Thanks for asking this. I have discussed false sharing as well and I do not know the right solution. As far as I know, processors are sharing a cachelines, therefore allocating an array of length nthreads()*cacheline_length and from each thread address only the cacheline might help. But I am far from expert here.
One possible solution might be a vector of pointers to different points in memory so that each thread’s sum is stored in a very different place in memory. However, I don’t know how to implement this.
@Tomas_Pevny, interesting. I will look at SIMDArrays. It seems like what we really want is some sort of thread-specific memory. I feel like it would be a huge boon to have even just a few bytes cordoned off for each thread to use as a local counter that is very distant in memory from the other local counters.
I think this PR did something similar to what you suggested, but it’s a bit above my level of comprehension. I tried to implement a poor-man’s version of placing a buffer between the used parts of Tsum (e.g. making Tsum a matrix of dimension 100_000 by Threads.nthreads() and only actually using the first row of Tsum) but did not find any performance improvement.
This is what I would do (if I understand your problem correctly):
x = Vector{TypeConstructor}(undef, 1_000)
Threads.@threads for i=1:length(x)
@inbounds x[i] = TypeConstructor(X,ii)
end
This seems to be simplest.
Ad 2. Cache line is 64 bytes on most processors, so what you can do is to make sure, that there is such a separation in your data (sometimes less is enough but 64 bytes are safe). You can either add “dummy” entries to your array or make a data structure that you hold in an array a bit bigger - again with “dummy” field.
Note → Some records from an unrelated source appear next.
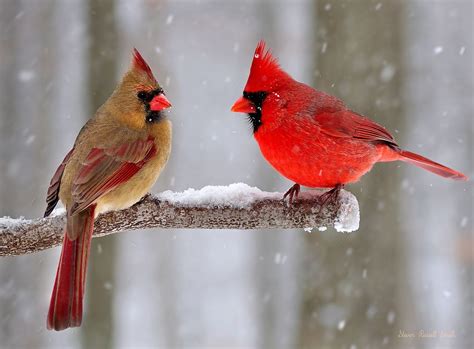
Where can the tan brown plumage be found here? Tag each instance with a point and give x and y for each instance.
(117, 157)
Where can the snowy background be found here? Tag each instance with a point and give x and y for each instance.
(406, 64)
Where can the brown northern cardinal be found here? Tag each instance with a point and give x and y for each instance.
(116, 158)
(311, 137)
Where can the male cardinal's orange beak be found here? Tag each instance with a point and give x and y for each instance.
(159, 102)
(243, 105)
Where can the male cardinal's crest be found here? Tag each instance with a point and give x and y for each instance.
(264, 70)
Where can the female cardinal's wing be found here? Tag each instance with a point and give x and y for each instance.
(104, 169)
(347, 124)
(52, 197)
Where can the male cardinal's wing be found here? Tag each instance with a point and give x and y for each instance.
(104, 169)
(53, 190)
(347, 124)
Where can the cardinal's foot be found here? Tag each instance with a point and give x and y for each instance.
(292, 193)
(330, 197)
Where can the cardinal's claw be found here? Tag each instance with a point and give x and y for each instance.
(330, 196)
(292, 193)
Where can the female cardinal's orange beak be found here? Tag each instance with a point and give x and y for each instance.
(159, 102)
(243, 105)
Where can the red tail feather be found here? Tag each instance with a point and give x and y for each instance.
(431, 166)
(65, 309)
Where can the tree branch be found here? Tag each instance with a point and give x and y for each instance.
(237, 206)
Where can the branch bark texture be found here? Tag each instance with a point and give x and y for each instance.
(261, 211)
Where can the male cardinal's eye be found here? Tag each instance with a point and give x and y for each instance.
(142, 95)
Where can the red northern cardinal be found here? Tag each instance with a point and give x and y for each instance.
(116, 158)
(312, 138)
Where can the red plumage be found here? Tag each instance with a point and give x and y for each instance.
(311, 137)
(103, 170)
(65, 309)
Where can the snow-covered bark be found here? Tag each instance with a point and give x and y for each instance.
(237, 206)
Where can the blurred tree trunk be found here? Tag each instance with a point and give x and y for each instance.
(25, 117)
(98, 322)
(350, 292)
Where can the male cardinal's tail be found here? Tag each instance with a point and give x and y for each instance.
(65, 309)
(431, 166)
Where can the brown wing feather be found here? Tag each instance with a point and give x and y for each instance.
(52, 197)
(348, 124)
(104, 169)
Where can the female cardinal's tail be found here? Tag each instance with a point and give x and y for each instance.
(65, 309)
(431, 166)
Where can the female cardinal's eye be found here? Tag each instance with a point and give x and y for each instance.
(142, 95)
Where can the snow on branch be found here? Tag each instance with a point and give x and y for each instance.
(236, 206)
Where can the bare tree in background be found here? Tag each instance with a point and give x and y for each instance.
(349, 281)
(98, 326)
(25, 69)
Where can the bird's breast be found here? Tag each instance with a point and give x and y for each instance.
(130, 192)
(307, 156)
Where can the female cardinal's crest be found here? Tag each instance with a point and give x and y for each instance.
(140, 63)
(264, 70)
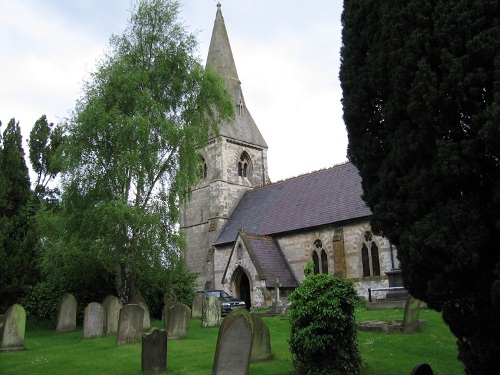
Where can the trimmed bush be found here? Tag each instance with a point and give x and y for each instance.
(323, 332)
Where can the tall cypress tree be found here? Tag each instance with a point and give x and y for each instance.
(15, 249)
(421, 97)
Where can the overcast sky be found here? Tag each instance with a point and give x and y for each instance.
(287, 54)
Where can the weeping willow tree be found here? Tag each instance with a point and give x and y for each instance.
(130, 154)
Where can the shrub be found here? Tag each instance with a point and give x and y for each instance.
(323, 332)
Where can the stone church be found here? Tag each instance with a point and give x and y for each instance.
(252, 237)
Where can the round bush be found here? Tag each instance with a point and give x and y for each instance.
(323, 332)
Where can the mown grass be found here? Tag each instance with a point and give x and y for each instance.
(382, 353)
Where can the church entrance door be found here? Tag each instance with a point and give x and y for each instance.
(242, 284)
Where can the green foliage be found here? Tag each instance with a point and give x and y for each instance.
(323, 335)
(129, 156)
(422, 106)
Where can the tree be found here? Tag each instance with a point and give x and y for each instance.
(16, 249)
(421, 98)
(44, 144)
(130, 153)
(323, 331)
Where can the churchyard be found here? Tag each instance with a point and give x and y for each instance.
(48, 352)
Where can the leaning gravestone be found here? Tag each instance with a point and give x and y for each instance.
(154, 351)
(422, 369)
(111, 306)
(197, 306)
(234, 344)
(93, 320)
(142, 302)
(177, 320)
(14, 325)
(211, 316)
(410, 318)
(130, 324)
(261, 348)
(66, 318)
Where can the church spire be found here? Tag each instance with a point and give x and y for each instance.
(220, 58)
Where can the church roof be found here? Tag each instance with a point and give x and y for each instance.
(320, 198)
(220, 58)
(271, 260)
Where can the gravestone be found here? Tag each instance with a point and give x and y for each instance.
(93, 320)
(12, 332)
(111, 306)
(130, 324)
(137, 300)
(410, 318)
(234, 344)
(211, 316)
(66, 318)
(177, 320)
(261, 348)
(197, 306)
(154, 351)
(422, 369)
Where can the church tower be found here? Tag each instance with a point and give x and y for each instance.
(232, 164)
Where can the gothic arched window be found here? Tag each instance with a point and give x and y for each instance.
(320, 258)
(244, 165)
(370, 257)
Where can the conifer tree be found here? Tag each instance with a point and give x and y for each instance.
(421, 98)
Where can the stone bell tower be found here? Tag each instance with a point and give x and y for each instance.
(234, 163)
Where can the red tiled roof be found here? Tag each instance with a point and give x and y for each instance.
(324, 197)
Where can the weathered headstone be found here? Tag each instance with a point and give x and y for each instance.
(93, 320)
(410, 318)
(197, 306)
(130, 324)
(211, 316)
(177, 320)
(66, 318)
(111, 306)
(14, 325)
(261, 348)
(234, 344)
(137, 300)
(154, 351)
(422, 369)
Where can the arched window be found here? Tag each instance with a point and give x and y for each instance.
(320, 258)
(202, 167)
(244, 165)
(369, 256)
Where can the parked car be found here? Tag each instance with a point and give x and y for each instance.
(228, 303)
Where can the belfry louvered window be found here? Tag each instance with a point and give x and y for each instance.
(370, 256)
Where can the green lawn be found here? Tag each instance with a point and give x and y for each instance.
(382, 353)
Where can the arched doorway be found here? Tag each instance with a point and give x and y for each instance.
(242, 286)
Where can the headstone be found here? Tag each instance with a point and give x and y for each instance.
(211, 316)
(154, 351)
(142, 302)
(177, 320)
(66, 318)
(130, 324)
(261, 348)
(197, 306)
(422, 369)
(234, 344)
(14, 325)
(410, 318)
(93, 320)
(111, 306)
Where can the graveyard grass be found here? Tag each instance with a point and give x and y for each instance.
(382, 353)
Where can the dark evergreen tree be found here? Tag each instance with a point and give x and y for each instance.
(16, 258)
(421, 97)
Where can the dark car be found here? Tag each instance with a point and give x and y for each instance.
(228, 303)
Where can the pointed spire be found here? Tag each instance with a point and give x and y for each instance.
(220, 58)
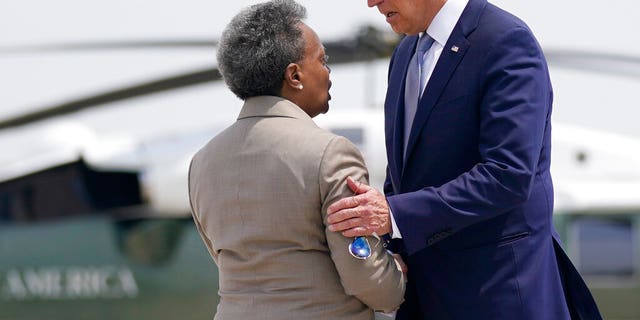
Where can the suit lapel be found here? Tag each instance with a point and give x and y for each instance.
(452, 53)
(395, 107)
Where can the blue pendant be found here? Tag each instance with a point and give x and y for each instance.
(359, 248)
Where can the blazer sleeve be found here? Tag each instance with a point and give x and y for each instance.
(514, 108)
(376, 281)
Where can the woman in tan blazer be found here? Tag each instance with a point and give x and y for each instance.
(260, 189)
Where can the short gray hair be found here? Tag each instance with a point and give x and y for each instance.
(258, 45)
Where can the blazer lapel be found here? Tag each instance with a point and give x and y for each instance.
(445, 68)
(395, 107)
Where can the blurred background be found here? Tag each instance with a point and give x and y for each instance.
(102, 105)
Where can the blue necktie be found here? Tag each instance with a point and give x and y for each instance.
(416, 77)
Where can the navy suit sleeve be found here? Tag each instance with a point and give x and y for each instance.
(515, 104)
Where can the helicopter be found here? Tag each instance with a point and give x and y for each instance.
(95, 222)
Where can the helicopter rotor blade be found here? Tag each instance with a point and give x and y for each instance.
(368, 44)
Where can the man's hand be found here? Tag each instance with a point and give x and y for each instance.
(364, 214)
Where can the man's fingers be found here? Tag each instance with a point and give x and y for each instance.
(356, 232)
(357, 187)
(345, 225)
(342, 204)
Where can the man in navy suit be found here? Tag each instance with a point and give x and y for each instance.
(468, 196)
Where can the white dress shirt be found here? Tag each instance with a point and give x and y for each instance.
(440, 29)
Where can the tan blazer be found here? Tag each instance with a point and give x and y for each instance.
(259, 193)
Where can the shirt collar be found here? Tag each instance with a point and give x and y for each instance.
(445, 20)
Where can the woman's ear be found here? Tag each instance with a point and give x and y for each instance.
(292, 77)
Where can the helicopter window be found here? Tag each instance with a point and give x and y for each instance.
(603, 246)
(66, 190)
(354, 134)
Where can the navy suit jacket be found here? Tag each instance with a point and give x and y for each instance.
(473, 200)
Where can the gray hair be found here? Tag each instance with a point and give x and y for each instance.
(258, 45)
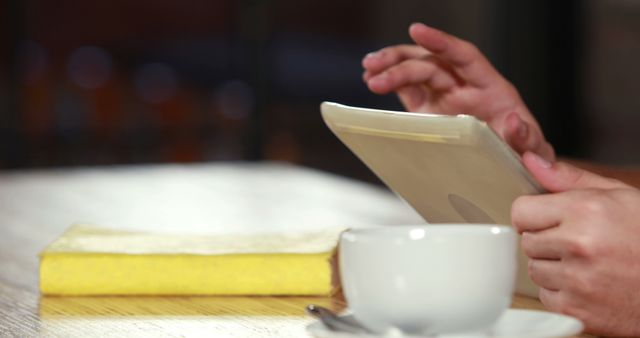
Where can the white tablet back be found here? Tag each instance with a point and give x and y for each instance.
(450, 169)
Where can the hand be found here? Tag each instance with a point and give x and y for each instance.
(583, 241)
(446, 75)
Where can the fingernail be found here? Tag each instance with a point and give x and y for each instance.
(540, 161)
(523, 129)
(371, 55)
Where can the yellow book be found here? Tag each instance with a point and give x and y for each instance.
(88, 260)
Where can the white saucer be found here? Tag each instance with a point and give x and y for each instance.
(513, 323)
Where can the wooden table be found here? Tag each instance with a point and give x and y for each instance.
(36, 207)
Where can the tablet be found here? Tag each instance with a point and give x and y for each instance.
(450, 169)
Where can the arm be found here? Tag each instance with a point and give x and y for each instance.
(582, 240)
(628, 175)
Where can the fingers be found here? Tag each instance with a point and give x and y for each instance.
(547, 273)
(414, 98)
(539, 212)
(558, 177)
(550, 299)
(376, 62)
(464, 57)
(412, 72)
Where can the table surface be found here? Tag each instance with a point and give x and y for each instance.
(37, 206)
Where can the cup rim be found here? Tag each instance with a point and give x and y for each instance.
(430, 229)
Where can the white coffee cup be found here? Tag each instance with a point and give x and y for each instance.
(428, 279)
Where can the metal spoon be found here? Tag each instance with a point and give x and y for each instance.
(335, 322)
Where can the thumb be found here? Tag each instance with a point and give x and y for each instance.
(560, 176)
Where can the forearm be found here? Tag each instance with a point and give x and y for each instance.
(627, 174)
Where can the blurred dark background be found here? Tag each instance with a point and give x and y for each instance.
(120, 82)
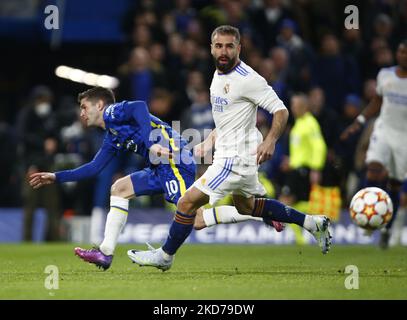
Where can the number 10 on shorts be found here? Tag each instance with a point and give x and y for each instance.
(172, 187)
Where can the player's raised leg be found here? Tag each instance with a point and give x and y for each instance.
(180, 229)
(121, 192)
(225, 215)
(270, 209)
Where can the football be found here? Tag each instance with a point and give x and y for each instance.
(371, 208)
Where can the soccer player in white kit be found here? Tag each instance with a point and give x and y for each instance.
(236, 92)
(386, 158)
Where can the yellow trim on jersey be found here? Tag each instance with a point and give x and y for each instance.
(166, 136)
(174, 168)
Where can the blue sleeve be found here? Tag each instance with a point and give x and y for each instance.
(90, 169)
(138, 111)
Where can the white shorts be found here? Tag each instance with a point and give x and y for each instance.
(388, 149)
(229, 175)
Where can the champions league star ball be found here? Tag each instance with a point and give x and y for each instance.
(371, 208)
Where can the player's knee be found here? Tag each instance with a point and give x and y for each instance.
(185, 206)
(244, 207)
(119, 189)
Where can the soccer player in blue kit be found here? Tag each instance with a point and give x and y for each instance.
(131, 128)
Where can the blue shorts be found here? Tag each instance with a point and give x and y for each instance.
(172, 180)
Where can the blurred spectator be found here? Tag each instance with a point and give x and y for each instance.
(269, 17)
(345, 150)
(328, 121)
(307, 153)
(138, 79)
(300, 54)
(38, 145)
(336, 73)
(8, 160)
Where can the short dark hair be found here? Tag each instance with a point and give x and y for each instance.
(97, 93)
(226, 29)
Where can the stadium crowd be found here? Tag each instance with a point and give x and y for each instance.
(300, 47)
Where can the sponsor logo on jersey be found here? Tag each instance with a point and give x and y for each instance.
(130, 145)
(219, 100)
(226, 88)
(110, 110)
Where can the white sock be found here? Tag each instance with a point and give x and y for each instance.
(224, 215)
(96, 224)
(309, 223)
(116, 219)
(397, 227)
(166, 256)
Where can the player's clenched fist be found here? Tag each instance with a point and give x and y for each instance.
(265, 151)
(39, 179)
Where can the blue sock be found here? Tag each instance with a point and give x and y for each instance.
(275, 210)
(180, 229)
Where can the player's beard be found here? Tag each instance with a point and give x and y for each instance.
(225, 67)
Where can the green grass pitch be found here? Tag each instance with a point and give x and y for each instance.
(207, 272)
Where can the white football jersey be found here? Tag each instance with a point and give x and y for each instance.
(393, 113)
(235, 97)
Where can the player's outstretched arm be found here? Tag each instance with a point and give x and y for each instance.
(201, 149)
(372, 109)
(39, 179)
(265, 149)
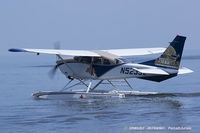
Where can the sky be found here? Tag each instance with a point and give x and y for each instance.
(97, 24)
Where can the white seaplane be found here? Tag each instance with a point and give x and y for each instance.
(110, 65)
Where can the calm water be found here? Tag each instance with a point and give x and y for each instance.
(179, 106)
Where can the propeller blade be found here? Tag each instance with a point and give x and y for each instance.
(52, 72)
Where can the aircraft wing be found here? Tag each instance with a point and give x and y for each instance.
(135, 51)
(58, 52)
(94, 53)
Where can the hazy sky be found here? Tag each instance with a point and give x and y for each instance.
(102, 24)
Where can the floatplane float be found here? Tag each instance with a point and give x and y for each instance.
(86, 66)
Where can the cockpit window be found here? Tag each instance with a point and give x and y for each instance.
(106, 62)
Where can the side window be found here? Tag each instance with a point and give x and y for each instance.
(106, 62)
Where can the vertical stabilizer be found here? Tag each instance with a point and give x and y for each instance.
(171, 57)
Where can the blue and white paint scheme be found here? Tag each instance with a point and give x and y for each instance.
(108, 65)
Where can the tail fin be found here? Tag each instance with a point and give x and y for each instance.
(171, 57)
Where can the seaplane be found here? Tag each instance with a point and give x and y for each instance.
(108, 66)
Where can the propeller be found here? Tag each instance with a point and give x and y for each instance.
(54, 69)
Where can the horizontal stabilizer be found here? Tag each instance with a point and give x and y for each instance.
(93, 53)
(155, 71)
(184, 70)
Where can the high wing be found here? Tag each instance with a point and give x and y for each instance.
(94, 53)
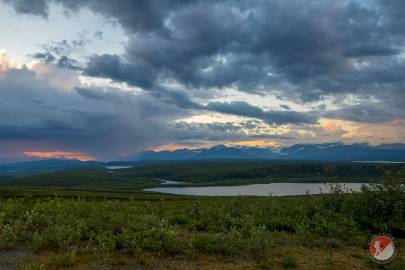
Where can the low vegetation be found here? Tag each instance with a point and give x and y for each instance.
(262, 232)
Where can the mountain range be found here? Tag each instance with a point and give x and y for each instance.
(328, 151)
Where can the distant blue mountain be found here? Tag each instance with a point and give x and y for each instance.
(42, 166)
(328, 151)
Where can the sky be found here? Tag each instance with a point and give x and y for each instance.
(102, 79)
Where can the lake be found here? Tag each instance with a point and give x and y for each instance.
(272, 189)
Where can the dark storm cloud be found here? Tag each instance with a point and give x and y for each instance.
(272, 117)
(102, 122)
(300, 50)
(372, 50)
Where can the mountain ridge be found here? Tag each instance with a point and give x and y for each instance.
(336, 151)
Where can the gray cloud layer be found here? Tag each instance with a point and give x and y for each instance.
(298, 50)
(304, 50)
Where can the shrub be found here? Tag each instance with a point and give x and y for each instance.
(289, 262)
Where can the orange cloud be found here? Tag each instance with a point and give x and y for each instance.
(60, 154)
(254, 143)
(375, 133)
(172, 147)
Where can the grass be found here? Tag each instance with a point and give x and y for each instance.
(85, 229)
(204, 173)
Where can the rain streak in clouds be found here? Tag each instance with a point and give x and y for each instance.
(338, 65)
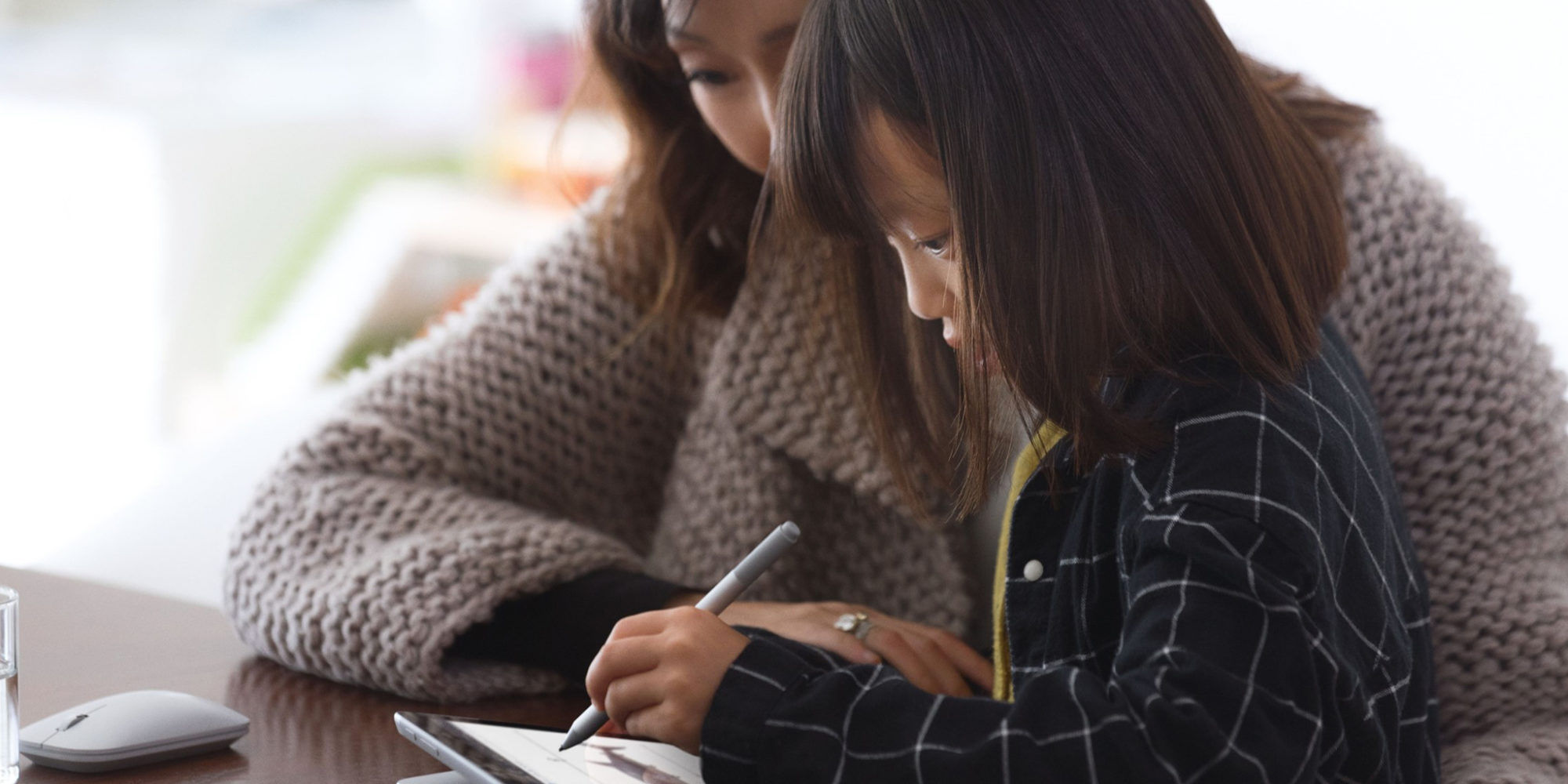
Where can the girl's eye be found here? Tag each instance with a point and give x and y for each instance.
(708, 78)
(935, 245)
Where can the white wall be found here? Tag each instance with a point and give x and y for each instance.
(1476, 92)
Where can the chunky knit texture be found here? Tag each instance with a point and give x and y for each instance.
(526, 445)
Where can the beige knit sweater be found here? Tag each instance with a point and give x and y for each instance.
(515, 449)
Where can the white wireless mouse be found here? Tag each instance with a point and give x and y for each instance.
(132, 728)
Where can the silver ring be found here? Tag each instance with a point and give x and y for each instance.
(858, 625)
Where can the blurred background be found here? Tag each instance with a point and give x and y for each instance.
(211, 211)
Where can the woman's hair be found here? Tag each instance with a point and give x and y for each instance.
(683, 205)
(1127, 192)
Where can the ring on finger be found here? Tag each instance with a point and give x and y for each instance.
(858, 625)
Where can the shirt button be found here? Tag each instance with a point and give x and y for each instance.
(1034, 572)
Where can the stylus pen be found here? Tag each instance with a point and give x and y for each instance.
(739, 579)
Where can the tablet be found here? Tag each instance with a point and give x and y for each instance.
(501, 753)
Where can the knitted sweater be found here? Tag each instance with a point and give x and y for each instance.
(524, 445)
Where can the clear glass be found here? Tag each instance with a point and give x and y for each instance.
(9, 713)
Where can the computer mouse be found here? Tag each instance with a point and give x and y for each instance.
(131, 728)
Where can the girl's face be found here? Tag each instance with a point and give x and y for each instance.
(733, 54)
(909, 192)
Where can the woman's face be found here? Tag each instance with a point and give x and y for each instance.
(733, 54)
(909, 192)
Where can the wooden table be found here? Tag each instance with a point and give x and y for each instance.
(82, 641)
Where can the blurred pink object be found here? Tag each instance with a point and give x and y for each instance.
(545, 68)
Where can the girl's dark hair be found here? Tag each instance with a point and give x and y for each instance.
(681, 208)
(1127, 191)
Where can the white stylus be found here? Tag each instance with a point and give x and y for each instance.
(739, 579)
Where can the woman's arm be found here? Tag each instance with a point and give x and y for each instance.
(1221, 672)
(523, 446)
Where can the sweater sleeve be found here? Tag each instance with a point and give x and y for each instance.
(579, 615)
(1218, 680)
(521, 446)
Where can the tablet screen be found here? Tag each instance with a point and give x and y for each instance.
(520, 755)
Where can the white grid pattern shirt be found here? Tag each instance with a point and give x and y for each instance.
(1243, 606)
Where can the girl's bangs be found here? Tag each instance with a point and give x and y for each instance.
(816, 175)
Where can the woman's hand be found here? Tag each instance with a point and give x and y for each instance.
(929, 658)
(658, 675)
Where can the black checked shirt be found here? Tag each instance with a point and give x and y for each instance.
(1241, 606)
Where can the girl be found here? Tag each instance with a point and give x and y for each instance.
(1210, 576)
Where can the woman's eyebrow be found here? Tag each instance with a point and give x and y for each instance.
(772, 37)
(779, 34)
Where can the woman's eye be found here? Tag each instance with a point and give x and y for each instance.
(708, 78)
(935, 245)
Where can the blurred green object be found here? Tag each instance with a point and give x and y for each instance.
(289, 274)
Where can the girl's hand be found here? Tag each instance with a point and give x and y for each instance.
(659, 672)
(929, 658)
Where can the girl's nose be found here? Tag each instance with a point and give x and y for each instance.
(927, 294)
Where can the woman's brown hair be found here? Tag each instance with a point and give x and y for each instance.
(683, 205)
(1127, 192)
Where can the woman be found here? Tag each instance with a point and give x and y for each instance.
(1210, 575)
(399, 545)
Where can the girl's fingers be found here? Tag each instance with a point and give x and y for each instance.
(902, 656)
(617, 661)
(971, 664)
(837, 642)
(630, 695)
(641, 625)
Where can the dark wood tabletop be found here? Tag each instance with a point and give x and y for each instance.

However, for general threading you might hit NUMA issues and in such cases it is better to have thread local allocation and do something like:
function threadsum(x)
Tsum=zeros(eltype(x),Threads.nthreads())
Threads.@threads for ii=1:Threads.nthreads()
tmp = zero(eltype(x))
# do the summation here to variable tmp over a region
# of x assigned to thread ii, e.g. using a loop
Tsum[Threads.threadid()] = tmp
end
return sum(Tsum)
end